2015年11月13日星期五

Eating Candy Leaves An Indelible Mark on Your Brain

Eating sweet foods causes the brain to form a memory, which can ultimately encourage a person to eat more, experts believe.


They say the formation of the memory could control a person's eating habits. The findings reveal that neurons in the dorsal hippocampus, the part of the brain critical for episodic memory, are activated by consuming sweets.

Episodic memory is the memory of autobiographical events experienced at a particular time and place.

To arrive at their findings researchers at Georgia State University, Georgia Regents University and Charlie Norwood VA Medical Center, fed rats a meal consisting of a sweetened solution.

That substance, which was either sucrose or saccharin, significantly increased the expression of the synaptic plasticity marker, called activity-registered cytoskeleton-associated protein (Arc) in the neurons of the dorsal hippocampus. Synaptic plasticity is a process that is necessary for making memories.

Professor at the Neuroscience Institute at Georgia State, Marise Parent, said: 

'We think that episodic memory can be used to control eating behaviour.

'We make decisions like "I probably won't eat now, I had a big breakfast". 'We make decisions based on our memory of what and when we ate.'

The theory is supported by previous studies carried out by the team of researchers.

That research showed temporarily deactivating dorsal hippocampus neurons after eating a sweet meal, the point at which a memory is formed, accelerates the onset of the next meal, and causes rats to eat more. The researchers said forming memories of meals is important to a healthy diet.

A London-based study has shown that disrupting the encoding of memories of meals in humans, such as by watching TV, increases the amount of food they consume during their next meal.
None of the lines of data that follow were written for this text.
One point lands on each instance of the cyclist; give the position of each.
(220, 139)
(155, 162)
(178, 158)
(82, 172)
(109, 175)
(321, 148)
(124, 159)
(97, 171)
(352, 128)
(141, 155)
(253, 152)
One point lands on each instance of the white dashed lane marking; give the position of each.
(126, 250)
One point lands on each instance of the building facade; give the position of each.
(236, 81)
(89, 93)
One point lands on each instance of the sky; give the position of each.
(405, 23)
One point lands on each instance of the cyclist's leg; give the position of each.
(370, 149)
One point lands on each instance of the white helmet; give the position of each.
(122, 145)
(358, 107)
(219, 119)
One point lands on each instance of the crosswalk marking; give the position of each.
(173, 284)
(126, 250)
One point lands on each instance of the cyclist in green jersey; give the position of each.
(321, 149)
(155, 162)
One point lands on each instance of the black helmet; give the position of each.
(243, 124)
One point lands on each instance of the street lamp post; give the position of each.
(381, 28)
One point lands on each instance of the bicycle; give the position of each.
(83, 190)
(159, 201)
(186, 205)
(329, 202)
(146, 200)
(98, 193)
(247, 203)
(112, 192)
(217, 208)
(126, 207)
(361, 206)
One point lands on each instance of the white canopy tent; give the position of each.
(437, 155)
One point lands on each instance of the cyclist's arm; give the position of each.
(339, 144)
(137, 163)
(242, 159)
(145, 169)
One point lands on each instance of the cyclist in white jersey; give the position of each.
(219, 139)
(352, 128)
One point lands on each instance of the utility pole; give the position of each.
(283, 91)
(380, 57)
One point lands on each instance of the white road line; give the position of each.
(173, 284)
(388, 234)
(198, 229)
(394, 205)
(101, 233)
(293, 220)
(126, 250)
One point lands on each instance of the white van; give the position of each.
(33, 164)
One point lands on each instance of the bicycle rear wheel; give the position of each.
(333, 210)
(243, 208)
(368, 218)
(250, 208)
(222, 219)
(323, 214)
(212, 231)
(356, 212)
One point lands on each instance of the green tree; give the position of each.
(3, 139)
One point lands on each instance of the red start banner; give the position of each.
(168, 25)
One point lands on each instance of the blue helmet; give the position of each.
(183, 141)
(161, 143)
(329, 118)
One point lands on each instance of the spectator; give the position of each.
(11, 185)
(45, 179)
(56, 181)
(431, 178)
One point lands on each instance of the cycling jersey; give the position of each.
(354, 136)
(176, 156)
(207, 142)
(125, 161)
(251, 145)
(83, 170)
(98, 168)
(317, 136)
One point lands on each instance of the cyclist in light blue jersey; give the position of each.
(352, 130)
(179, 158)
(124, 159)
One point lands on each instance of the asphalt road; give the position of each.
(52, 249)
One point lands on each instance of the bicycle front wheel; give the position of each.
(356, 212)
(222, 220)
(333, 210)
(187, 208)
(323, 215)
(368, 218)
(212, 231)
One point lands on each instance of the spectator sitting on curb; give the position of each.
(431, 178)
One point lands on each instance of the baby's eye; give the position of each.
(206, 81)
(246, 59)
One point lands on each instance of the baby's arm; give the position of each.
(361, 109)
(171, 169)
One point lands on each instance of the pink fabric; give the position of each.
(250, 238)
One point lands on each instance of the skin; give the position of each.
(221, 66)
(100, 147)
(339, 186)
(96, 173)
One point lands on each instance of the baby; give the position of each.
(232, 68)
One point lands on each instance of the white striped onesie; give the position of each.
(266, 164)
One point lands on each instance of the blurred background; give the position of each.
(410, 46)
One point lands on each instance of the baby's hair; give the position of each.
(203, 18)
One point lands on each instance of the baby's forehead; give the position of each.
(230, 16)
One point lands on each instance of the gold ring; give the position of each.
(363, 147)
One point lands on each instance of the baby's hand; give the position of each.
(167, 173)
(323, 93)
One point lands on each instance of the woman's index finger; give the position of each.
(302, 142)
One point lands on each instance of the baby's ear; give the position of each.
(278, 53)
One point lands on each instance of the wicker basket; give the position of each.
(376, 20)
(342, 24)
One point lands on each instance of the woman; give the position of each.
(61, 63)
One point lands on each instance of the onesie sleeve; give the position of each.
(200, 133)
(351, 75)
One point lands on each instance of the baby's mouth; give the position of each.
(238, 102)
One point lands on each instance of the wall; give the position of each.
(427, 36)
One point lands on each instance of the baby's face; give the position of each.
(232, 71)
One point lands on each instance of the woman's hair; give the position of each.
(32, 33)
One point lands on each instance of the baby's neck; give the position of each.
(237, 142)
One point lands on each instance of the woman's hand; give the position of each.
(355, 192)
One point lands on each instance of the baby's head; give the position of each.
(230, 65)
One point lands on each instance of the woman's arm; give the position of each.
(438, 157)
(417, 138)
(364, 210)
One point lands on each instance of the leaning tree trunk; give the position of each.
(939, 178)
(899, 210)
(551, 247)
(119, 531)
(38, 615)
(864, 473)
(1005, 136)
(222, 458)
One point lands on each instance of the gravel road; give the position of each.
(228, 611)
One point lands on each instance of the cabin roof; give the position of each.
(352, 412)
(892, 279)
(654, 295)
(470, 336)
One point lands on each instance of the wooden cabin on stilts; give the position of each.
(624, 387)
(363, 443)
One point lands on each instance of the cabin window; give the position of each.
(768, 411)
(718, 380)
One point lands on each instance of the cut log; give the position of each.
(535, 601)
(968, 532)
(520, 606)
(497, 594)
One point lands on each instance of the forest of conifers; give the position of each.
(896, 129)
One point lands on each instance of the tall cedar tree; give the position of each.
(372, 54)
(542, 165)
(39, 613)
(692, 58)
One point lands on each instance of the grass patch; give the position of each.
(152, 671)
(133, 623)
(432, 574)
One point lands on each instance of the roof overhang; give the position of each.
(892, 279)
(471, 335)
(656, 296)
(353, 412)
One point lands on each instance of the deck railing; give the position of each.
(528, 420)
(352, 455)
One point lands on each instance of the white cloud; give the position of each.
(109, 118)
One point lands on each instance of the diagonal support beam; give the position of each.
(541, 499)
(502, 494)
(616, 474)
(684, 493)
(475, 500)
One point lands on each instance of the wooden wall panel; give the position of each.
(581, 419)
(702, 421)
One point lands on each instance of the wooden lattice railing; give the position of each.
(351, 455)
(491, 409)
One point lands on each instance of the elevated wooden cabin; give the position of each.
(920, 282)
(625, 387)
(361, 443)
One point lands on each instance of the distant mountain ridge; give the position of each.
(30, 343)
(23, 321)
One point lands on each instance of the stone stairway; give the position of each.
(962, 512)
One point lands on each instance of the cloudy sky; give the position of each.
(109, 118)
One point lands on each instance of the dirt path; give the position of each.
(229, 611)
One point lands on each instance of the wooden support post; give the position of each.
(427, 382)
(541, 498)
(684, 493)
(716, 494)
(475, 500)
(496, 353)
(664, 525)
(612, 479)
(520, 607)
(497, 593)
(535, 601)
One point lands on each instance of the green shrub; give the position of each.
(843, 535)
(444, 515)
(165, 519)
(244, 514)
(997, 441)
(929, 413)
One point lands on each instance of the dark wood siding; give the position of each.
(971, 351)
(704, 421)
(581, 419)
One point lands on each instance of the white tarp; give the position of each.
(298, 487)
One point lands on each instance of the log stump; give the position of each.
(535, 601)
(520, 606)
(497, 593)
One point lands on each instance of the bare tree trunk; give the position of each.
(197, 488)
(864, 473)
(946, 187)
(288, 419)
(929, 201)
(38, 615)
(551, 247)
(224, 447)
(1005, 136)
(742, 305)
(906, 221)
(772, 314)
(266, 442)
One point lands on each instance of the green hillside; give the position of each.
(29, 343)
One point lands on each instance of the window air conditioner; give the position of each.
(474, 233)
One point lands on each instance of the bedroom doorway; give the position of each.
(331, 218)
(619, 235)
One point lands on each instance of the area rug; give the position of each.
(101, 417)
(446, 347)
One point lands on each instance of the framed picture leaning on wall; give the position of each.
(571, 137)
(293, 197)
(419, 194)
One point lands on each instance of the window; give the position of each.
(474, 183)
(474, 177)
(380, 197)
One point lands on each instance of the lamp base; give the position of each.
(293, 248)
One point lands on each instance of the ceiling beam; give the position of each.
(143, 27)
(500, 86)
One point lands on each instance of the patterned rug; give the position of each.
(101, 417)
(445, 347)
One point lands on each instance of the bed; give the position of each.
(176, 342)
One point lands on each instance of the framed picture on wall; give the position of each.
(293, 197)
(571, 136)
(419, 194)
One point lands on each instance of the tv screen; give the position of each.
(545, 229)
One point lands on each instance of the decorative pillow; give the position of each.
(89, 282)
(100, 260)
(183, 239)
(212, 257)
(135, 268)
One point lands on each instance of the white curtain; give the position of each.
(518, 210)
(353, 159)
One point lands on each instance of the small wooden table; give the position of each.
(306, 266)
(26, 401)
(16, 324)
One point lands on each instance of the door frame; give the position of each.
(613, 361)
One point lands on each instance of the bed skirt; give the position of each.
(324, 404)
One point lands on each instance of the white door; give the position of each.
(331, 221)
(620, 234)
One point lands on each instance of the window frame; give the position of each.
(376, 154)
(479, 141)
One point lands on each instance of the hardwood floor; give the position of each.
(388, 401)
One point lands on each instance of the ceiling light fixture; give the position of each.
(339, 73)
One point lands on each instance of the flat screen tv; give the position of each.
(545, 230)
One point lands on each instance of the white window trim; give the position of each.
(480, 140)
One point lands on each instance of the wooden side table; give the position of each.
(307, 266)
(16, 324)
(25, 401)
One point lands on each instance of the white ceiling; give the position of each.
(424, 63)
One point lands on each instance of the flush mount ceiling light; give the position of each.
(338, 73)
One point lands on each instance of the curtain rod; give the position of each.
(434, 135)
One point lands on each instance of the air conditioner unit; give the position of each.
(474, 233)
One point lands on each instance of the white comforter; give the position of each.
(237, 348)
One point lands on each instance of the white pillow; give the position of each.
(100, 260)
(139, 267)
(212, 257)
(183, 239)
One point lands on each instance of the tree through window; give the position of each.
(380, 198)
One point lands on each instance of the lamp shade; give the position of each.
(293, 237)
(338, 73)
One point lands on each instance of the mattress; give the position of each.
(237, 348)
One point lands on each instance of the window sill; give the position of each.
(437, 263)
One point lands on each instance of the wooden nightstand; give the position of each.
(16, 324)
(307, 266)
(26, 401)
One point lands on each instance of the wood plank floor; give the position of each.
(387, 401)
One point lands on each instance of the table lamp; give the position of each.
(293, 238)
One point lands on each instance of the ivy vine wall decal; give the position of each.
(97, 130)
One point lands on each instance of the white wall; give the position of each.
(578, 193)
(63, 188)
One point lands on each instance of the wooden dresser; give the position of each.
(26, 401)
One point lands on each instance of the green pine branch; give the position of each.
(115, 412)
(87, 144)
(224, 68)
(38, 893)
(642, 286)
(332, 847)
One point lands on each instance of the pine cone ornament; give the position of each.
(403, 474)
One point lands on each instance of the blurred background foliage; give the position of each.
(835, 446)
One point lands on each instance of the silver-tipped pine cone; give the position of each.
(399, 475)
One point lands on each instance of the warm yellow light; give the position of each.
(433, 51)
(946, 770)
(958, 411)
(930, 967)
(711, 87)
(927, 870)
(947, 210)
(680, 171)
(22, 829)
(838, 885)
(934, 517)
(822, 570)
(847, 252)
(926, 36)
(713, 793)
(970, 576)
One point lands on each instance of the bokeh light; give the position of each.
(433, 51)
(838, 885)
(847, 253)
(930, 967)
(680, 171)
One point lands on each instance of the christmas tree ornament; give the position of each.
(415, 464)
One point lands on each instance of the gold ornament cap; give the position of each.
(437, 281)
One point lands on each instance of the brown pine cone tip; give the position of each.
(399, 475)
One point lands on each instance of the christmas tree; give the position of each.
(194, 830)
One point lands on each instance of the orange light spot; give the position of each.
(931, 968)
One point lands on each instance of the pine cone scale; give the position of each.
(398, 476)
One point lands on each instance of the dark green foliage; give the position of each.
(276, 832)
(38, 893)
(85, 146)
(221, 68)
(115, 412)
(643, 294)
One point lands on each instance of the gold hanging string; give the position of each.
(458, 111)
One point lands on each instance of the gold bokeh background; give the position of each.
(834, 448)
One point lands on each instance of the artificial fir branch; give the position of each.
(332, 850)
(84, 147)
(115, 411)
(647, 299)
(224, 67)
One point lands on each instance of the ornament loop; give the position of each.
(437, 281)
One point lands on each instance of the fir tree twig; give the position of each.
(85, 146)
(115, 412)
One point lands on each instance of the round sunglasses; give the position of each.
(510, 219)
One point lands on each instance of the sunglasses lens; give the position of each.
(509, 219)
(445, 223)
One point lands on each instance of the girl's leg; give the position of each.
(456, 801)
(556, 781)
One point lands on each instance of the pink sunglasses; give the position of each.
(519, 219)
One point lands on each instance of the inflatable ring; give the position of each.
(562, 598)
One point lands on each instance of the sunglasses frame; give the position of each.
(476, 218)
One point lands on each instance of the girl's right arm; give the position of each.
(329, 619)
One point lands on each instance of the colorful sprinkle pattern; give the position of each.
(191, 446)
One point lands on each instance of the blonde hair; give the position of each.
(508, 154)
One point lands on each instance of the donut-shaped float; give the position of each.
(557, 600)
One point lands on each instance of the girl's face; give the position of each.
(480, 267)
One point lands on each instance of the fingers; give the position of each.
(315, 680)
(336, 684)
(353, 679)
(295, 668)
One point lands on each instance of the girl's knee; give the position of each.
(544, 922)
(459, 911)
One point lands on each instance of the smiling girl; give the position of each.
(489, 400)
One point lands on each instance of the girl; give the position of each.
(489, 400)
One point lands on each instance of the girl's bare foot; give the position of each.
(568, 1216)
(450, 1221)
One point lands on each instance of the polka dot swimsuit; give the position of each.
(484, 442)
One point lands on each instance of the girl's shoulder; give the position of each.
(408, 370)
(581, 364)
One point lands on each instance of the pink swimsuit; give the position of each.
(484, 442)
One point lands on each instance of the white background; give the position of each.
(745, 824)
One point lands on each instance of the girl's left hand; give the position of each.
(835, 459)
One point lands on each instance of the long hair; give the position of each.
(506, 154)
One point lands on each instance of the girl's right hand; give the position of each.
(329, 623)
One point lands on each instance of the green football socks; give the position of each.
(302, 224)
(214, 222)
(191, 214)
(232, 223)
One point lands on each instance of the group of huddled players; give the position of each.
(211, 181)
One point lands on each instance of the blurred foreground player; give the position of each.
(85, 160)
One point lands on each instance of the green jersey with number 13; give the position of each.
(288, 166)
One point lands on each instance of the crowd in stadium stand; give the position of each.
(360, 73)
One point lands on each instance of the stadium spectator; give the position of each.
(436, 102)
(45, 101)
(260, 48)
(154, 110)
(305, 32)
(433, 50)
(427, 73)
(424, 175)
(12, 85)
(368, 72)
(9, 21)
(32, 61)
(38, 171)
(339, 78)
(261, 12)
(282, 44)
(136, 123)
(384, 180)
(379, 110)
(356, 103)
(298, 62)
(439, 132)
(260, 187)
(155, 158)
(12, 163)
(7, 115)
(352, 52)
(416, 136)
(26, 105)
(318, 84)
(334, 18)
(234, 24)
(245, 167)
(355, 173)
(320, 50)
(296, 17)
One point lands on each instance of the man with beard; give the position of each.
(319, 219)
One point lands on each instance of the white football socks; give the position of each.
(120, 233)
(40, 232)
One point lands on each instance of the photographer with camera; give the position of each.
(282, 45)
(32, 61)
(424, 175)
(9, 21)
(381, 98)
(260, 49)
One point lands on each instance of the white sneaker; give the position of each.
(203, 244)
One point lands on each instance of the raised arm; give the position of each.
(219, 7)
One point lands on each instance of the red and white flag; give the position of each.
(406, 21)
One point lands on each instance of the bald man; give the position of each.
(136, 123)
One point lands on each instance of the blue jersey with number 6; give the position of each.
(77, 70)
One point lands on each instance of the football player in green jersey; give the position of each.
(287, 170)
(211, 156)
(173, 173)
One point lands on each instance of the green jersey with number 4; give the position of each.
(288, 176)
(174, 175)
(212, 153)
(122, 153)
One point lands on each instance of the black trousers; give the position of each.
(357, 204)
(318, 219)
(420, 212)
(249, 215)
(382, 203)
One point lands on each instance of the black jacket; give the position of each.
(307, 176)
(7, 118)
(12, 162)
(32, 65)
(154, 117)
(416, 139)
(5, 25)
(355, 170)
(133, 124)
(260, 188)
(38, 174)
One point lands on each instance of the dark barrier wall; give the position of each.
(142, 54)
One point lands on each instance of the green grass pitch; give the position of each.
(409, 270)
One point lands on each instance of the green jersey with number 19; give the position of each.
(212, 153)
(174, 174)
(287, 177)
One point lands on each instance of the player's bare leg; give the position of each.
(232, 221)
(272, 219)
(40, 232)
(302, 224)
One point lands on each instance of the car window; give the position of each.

Researchers have found that people with amnesia will eat again if they are presented with food, even if they've already eaten, because they have no memory of the meal.

To understand energy regulation and the causes of obesity, scientists must consider how the brain controls meal onset and frequency, Professor Parent said. 

Studies have found that increased snacking is correlated positively with obesity, and obese individuals snack more frequently than people who aren't obese. 

Research also shows that over the past three decades, children and adults are eating more snacks per day and deriving more of their daily calories from snacks, mostly in the form of desserts and sweetened beverages.

In the future, the research team would like to determine if nutritionally balanced liquid or solid diets that typically contain protein, fat and carbohydrates have a similar effect on Arc expression in dorsal hippocampal neurons and whether increases in Arc expression are necessary for the memory of sweet foods.

The study was published in the journal Hippocampus.